If you ask government inspectors, the answer is a resounding— YES.
Today, physciatric drugs– and anti-psychotic drugs in particular– are prescribed to an astounding 14% of all nursing home patients. The bulk of the psychiatric drugs are administered to patients with dementia or Alzheimer’s in order to calm their potentially aggressive behaviors.
Despite the prevalence of this practice, anti-psychotic drugs such as AstraZeneca’s Seroquel and Eli Lilly’s Zyprexa have been associated with an increased mortality rate in seniors. Other documented side-effects include: elevated blood sugar levels, increased cholesterol and weight gain.
Even with their dangers, doctors can legally prescribe anti-psychotic medications for off label use. What is not legal, however, is for drug companies to actively promote the off label uses of their drugs when they have not been cleared by the FDA.
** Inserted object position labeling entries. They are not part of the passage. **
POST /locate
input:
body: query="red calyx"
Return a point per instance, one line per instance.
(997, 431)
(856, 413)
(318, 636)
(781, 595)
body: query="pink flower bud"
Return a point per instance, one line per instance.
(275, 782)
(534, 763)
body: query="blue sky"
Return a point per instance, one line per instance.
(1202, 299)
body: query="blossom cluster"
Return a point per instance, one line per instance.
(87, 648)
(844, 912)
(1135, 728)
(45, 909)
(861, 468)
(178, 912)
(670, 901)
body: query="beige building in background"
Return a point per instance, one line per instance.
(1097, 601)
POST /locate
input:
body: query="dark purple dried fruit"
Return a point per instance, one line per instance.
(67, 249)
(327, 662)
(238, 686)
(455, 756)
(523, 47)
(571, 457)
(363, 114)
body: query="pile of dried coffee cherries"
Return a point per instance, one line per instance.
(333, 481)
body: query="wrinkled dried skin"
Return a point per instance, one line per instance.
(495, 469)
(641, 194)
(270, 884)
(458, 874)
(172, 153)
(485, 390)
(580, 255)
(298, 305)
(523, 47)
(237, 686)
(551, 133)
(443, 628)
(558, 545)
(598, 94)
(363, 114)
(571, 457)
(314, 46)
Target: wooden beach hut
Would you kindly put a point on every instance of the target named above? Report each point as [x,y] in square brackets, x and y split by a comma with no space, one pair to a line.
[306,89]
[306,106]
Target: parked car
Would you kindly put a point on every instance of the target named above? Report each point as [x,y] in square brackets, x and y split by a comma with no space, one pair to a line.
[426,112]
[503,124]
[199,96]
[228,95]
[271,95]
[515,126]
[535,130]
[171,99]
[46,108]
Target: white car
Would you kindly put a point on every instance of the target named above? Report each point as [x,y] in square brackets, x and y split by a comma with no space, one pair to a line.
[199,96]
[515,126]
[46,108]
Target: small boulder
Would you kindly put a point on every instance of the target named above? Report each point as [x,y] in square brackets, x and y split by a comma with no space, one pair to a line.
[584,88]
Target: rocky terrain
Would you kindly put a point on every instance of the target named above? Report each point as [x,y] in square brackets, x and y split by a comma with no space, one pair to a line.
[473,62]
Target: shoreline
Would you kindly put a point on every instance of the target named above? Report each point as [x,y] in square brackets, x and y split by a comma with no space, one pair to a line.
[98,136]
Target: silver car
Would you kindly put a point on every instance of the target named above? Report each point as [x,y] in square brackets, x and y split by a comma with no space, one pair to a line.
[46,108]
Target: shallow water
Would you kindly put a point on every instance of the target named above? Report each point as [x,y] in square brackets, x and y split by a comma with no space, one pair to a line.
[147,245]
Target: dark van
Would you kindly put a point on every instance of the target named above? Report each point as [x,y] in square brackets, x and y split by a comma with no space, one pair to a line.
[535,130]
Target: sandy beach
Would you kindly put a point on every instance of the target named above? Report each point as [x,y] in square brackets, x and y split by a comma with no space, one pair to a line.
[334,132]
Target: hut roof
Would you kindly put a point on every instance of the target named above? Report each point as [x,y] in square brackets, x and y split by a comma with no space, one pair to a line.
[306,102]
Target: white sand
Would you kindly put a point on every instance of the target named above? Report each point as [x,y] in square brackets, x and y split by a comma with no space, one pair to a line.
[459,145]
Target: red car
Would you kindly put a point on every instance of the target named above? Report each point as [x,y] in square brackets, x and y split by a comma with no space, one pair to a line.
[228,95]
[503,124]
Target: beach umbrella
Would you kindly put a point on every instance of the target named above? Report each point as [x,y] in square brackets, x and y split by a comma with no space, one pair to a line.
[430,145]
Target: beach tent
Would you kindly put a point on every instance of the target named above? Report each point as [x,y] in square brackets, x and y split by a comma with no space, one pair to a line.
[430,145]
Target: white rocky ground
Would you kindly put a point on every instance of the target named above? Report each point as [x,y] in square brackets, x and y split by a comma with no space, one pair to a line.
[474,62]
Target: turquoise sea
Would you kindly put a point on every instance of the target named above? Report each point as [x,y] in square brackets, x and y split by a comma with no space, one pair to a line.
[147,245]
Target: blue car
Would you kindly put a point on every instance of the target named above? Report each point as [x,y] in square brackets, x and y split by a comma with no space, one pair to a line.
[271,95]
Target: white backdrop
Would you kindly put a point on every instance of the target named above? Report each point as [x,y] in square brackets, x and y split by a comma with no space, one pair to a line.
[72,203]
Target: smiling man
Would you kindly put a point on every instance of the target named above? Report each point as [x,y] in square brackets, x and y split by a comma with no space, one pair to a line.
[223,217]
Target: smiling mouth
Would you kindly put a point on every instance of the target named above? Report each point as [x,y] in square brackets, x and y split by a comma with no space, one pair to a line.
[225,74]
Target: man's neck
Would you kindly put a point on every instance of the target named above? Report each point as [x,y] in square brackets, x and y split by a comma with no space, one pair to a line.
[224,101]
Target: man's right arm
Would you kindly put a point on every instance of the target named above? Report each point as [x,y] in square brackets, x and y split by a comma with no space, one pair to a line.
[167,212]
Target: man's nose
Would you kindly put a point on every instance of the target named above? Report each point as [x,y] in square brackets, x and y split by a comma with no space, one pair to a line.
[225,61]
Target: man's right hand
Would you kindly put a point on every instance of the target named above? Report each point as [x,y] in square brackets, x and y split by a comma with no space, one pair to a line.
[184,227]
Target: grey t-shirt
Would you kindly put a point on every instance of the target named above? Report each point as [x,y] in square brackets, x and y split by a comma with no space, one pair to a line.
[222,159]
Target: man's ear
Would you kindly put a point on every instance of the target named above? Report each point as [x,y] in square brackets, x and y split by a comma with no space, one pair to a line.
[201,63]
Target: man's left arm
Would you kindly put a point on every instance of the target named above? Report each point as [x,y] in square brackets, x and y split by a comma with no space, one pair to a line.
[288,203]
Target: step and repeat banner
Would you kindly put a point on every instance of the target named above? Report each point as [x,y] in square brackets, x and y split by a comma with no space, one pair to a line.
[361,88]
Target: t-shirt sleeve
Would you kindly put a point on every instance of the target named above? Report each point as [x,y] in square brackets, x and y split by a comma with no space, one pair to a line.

This controversial— but widespread issue– took front and center when an inspector from the U.S. Department of Health and Human Services (HHS) told a Senate Committee on Aging about how widespread the practice of prescribing psychiatric drugs for off label use has become in the nursing home industry.
As a solution to this prevalent issues, HHS Inspector General Daniel Levinson suggested that Medicare should stop reimbursing nursing homes for expenses related to inappropriate off-drug use. Further, if nursing homes continue the dangerous practice, Levinson suggested that the offending facilities get removed from the Medicare program altogether.
As a lawyer who has seen how these powerful psychiatric drugs can adversely impact nursing home patients, I urge lawmakers to consider Mr. Levinson’s proposal. In addition, I would hope that the FDA take the regulation of this class of drugs one step further and simply ban the practice of prescribing anti-psychotic medications for dementia patients.